Google Nov. 2 made its Google
Wave Federation Protocol available to let would-be wave providers build
their own Wave servers and get them communicating with other Wave servers,
similar to the way e-mail servers talk to one another.
Google wave is currently letting more than 100,000 users send
each other instant messages, share files and connect via social networking
tools in sessions called "waves."
Wave has been released as open source under the Apache license,
and application developers have been free to download the code to build applications
that work with Wave.
When Google Wave rolled out more broadly Sept. 30, it did so with nine
applications to extend the platform, including extensions from Ribbit,
Gravity and Salesforce.com.
So there are users at the front lines, with applications developers
somewhere in the middle. Yet there is a third part to the Wave tale that could
become the foundation for the Wave experience.

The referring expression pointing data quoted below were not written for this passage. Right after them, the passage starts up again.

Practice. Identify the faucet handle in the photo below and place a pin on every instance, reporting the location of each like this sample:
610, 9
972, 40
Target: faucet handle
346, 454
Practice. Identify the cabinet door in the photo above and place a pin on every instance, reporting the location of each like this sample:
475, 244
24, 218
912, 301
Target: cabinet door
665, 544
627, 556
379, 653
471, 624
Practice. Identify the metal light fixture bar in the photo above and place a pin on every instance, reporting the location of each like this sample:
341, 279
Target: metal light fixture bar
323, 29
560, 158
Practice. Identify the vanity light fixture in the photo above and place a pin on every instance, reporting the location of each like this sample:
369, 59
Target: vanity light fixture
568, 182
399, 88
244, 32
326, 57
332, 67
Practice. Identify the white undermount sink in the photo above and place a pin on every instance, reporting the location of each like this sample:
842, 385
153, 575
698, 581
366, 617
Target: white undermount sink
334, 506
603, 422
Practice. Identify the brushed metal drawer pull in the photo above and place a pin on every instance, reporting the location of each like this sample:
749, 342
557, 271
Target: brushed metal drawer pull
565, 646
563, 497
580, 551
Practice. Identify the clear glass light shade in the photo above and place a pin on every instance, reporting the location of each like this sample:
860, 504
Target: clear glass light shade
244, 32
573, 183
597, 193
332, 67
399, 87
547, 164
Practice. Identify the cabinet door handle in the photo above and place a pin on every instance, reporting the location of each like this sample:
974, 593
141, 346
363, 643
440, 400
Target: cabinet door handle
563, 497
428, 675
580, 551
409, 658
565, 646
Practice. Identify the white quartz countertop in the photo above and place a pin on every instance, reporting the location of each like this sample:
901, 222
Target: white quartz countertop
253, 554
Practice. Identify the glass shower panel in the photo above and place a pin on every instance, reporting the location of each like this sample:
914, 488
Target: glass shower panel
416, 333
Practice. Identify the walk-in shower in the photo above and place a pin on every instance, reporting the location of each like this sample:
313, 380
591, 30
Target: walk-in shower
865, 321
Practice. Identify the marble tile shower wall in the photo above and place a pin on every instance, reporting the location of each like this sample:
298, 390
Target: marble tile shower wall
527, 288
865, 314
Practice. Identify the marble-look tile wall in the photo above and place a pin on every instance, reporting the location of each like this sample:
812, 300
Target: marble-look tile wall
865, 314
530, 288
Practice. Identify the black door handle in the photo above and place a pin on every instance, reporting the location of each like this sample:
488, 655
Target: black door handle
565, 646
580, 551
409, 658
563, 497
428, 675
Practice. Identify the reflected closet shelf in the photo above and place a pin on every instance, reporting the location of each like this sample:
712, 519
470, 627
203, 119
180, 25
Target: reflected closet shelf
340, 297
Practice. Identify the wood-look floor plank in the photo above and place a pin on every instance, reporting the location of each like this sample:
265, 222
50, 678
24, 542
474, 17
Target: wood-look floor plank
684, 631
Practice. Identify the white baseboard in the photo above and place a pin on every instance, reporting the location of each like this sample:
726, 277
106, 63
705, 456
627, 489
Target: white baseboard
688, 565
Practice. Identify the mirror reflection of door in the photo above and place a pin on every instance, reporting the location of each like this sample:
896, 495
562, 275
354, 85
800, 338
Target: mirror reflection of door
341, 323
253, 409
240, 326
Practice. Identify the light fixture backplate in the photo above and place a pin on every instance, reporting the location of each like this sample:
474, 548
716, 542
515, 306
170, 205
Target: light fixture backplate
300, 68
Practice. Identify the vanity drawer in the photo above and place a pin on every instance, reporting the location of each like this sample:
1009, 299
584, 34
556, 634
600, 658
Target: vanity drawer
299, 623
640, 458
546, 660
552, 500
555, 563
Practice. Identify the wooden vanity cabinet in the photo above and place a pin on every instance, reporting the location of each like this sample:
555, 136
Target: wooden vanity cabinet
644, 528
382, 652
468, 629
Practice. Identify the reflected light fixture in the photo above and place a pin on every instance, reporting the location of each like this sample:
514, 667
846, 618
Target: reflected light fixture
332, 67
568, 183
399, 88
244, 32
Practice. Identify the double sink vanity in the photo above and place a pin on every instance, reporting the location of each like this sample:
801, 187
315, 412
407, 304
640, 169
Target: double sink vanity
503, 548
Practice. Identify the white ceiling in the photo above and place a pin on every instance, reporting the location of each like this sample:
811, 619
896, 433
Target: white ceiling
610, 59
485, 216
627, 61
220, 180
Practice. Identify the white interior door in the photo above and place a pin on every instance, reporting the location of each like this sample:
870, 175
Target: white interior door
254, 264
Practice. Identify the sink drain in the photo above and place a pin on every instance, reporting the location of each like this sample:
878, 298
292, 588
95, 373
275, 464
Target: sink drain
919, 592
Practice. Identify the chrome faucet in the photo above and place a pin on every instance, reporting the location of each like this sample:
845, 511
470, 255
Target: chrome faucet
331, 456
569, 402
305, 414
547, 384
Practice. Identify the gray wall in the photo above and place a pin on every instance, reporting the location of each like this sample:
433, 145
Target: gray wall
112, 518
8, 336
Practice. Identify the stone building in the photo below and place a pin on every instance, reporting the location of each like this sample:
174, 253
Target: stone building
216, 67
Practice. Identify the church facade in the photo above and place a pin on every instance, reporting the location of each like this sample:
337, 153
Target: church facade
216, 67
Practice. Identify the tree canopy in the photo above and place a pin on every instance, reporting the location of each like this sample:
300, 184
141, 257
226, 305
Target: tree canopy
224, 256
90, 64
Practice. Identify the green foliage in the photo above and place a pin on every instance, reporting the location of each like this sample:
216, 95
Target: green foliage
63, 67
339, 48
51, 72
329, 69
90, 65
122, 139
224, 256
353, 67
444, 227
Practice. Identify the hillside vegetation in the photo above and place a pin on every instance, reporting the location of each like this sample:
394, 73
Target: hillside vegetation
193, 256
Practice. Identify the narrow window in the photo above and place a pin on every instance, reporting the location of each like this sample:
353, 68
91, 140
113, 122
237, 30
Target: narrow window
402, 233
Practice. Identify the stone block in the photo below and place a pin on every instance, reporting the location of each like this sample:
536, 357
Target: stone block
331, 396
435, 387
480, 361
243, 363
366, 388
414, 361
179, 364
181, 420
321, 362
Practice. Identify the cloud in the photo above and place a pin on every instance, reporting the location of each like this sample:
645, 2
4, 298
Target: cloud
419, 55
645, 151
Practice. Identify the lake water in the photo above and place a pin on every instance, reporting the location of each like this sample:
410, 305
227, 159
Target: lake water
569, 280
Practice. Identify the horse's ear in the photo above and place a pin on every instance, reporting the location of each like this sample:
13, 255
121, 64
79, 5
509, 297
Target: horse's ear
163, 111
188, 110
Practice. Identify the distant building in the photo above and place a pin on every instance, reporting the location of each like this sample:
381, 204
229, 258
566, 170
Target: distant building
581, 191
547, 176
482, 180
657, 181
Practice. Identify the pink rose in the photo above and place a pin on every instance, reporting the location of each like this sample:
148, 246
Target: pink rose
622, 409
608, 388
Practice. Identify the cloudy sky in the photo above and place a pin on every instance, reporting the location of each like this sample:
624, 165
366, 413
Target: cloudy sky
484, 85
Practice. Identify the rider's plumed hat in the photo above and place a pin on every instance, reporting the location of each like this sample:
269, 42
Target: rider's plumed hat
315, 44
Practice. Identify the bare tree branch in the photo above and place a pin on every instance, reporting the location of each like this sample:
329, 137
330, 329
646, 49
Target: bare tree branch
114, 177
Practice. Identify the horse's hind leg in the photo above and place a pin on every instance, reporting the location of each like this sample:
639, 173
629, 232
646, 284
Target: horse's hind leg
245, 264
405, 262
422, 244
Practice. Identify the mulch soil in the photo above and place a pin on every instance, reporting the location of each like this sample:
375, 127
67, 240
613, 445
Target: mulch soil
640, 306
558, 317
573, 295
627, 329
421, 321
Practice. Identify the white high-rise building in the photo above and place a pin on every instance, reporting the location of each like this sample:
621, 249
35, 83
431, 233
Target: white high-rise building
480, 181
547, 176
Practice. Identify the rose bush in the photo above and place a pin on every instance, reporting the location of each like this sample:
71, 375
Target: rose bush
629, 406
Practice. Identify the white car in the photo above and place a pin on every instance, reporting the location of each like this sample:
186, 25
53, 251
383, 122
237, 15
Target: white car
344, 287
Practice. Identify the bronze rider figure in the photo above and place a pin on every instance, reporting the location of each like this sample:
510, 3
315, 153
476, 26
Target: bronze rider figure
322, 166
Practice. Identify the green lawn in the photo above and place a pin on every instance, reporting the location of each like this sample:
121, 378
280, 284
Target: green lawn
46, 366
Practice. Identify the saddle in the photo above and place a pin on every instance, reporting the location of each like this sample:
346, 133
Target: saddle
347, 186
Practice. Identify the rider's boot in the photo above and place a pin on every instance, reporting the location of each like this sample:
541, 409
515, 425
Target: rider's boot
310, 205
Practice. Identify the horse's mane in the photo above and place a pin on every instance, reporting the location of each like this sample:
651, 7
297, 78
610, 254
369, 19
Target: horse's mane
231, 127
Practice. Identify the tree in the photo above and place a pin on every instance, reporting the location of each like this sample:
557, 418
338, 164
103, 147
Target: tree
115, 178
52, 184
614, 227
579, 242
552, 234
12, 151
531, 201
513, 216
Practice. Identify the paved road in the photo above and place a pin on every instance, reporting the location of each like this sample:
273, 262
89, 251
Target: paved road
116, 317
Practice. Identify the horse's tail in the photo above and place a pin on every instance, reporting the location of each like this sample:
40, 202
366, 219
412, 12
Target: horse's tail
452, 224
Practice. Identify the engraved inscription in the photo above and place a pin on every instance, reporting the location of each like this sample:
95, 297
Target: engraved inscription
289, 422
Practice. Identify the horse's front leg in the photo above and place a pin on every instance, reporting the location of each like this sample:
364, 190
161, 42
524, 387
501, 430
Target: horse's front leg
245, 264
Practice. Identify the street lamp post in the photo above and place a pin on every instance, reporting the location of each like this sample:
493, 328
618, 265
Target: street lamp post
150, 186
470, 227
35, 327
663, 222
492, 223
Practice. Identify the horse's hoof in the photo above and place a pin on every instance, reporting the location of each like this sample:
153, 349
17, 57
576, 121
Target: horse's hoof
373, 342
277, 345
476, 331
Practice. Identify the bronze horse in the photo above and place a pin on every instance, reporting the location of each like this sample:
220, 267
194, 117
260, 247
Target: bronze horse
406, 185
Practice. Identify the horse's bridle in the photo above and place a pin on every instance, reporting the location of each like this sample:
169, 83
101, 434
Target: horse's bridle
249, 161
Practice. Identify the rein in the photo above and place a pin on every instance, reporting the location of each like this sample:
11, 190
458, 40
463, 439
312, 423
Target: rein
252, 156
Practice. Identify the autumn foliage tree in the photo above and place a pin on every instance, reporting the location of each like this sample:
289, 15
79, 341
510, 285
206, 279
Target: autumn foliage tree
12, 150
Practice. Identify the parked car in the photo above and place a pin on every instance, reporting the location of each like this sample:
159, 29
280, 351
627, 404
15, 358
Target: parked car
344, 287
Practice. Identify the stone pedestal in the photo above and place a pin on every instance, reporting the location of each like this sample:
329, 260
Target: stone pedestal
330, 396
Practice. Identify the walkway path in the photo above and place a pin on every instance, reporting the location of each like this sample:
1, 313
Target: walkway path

The Google Wave team has said it wants to enable any developer with the
programming chops to work on "experimental interoperability," using
the Google Wave Federation Protocol, an open extension to the XMPP core
protocol that enables near-real-time communication of wave updates between two
Wave servers.
To do this, developers will use FedOne, the Google
Wave Federation Prototype Server in WaveSandbox.com. The Wave team wrote Nov. 2:
"Given the goal [of building] out a distributed network of providers,
we're glad to be taking this step today and opening up the federation port for
development purposes. We look forward to working with you to continue iterating
on the protocol, developing an open source production quality reference
implementation, and, of course, federating wave.google.com with many wave
providers in the future."
This federation aims to enable Wave servers to proliferate in a manner akin
to the way e-mail systems sprouted up, paving the way to reach more users in
the future.
But how many programmers will want to build their own Wave servers? That
remains to be seen. After all, the service has been tricky for some users to
get comfortable with, prompting Lifehacker editors to create a 90-page user manual for the
platform.
If users are stymied by Wave, would developers want to spend time and
resources coding Wave servers to facilitate such communications?